Comment voyez-vous l'évolution des relations entre presse et livre, dans ce nouvel espace numérique?
La séparation entre la littérature et les autres arts sera certainement plus floue: tout se découvre sur le même écran, le texte y rejoint la vidéo ou la photo par exemple. Depuis trois ou quatre ans, des millions de livres ont été numérisés et paraissent sur le net… Mallarmé voulait faire des livres des instruments spirituels. Pour lui, les différents textes qui l'entouraient formaient un cloître, où s'interroger. Il faudrait qu'internet soit un espace de ce genre. Un espace qui réunit tous les livres renvoie à ce «livre de tous les livres possibles» dont parle Rolin.
Et que pensez-vous de l'évolution de la presse papier?
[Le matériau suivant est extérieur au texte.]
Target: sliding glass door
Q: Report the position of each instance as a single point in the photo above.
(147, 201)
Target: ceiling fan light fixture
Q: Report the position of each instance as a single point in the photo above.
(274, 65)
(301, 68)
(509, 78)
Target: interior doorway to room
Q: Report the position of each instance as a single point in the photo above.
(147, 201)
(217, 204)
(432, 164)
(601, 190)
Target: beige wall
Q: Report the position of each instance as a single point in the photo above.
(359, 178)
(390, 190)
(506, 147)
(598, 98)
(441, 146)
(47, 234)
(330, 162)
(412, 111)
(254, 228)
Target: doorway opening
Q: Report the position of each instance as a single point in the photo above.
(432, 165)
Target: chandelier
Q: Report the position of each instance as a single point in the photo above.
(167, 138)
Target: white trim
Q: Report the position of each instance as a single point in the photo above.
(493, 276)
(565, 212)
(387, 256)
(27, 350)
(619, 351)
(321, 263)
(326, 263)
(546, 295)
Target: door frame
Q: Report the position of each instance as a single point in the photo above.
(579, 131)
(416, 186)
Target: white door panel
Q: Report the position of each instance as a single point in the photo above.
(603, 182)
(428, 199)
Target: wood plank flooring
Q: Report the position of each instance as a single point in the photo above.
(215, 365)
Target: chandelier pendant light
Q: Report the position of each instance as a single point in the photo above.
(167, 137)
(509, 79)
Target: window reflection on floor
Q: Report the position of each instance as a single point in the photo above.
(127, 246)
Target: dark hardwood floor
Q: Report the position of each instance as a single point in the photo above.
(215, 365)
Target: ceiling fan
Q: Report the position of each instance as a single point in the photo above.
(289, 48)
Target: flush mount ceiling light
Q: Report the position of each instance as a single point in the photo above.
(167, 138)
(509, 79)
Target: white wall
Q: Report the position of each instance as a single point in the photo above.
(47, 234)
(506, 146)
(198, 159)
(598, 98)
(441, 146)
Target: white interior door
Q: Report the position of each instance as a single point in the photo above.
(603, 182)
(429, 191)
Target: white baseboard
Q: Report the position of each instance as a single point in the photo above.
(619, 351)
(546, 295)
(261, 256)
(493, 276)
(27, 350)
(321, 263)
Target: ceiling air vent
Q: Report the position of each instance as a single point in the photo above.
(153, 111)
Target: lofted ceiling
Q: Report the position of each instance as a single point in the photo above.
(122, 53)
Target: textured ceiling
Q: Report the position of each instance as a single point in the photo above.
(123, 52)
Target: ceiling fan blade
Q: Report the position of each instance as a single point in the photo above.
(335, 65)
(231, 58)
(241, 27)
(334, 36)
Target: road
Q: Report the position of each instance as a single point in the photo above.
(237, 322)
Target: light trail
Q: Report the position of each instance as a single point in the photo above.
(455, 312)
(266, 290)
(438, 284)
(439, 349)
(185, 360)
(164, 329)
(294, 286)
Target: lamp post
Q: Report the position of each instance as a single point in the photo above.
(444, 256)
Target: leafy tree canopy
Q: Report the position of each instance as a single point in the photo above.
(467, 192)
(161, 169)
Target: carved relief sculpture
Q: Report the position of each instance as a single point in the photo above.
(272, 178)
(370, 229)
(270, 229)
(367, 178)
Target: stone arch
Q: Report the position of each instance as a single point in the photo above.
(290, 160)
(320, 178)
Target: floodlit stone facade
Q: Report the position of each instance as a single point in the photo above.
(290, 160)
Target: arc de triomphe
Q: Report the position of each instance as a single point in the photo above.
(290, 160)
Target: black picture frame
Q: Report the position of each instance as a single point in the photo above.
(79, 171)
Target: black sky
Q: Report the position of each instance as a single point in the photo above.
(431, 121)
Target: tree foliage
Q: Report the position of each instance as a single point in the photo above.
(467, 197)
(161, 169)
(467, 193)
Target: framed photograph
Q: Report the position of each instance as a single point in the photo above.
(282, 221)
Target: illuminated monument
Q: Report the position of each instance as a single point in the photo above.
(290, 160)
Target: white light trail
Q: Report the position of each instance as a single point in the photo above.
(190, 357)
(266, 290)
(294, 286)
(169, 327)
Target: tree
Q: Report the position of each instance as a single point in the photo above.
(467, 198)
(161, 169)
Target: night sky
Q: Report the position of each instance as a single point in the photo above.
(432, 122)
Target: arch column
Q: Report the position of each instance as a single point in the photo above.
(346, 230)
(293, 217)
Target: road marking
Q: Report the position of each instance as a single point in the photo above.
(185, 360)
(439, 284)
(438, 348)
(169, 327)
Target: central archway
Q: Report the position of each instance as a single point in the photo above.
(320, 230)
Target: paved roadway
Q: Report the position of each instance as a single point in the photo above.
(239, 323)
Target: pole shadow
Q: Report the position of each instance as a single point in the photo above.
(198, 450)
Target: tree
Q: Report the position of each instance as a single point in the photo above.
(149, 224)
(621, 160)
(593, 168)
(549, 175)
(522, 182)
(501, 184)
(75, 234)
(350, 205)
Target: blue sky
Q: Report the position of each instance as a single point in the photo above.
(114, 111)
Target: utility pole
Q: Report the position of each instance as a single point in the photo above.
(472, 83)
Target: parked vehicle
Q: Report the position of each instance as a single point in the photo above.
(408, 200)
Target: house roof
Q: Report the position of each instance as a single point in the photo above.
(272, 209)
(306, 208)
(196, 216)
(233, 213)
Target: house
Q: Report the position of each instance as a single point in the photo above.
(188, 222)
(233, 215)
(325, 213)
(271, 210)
La parole journalistique privilégie le fait divers à l'analyse des grands enjeux du monde et ne nous amène pas à réfléchir. Il y a simplification du discours. Dans Le Jardin des Plantes , Claude Simon imagine une longue interview où le journaliste demande au narrateur de parler de la peur. Ce dernier répond qu'on ne peut pas la raconter directement, contrairement à ce que veut le journaliste, et il ne cesse de le reprendre, de se corriger, de re-raconter le même événement autrement, montrant qu'il n'y a pas d'événements bruts et objectifs, qu'ils sont toujours construits. La presse apparaît comme quelque chose de mensonger en prétendant montrer le monde tel qu'il est, alors qu'elle est un montage d'informations, un type de discours décousus qui se disent objectifs. Aujourd'hui, elle va plutôt mal: le journal est devenu le bras droit du capitalisme et de la société de consommation. Si on veut vendre des voitures et des machines à laver, il faut donner aux lecteurs en parallèle des nouvelles anxiogènes… Kraus comparait la presse à la prostitution, et quand elle est généralisée, il y a peu de chance de prendre la mesure des enjeux du monde.
Dans le cadre d'une formation continue sur les techniques de la communication écrite, nous avions analysé la maquette d'un journal régional il y a deux ans, et avons refait l'exercice il y a quelques semaines. On constate qu'aujourd'hui, l'organisation en rubriques est moins claire, la maquette plus diluée: le deuxième cahier est toujours consacré à l'actualité régionale, mais celle-ci a vampirisé le premier cahier destiné à l'international, et la hiérarchisation est beaucoup plus faible. La presse a souvent été dénoncée comme le ferment des nationalismes: on n'y parle que de Genève pour toucher les Genevois par exemple… Michel Butor tente de dépasser cela dans Mobile , où toute une série de voix disent «les Polonais lisent…», etc. – à chaque peuple son journal –, soulignant ainsi la manière qu'a la presse de nous isoler dans la communauté de ses lecteurs, et de renforcer cette communauté. Alors que finalement, tous partagent l'expérience d'un monde de réseaux.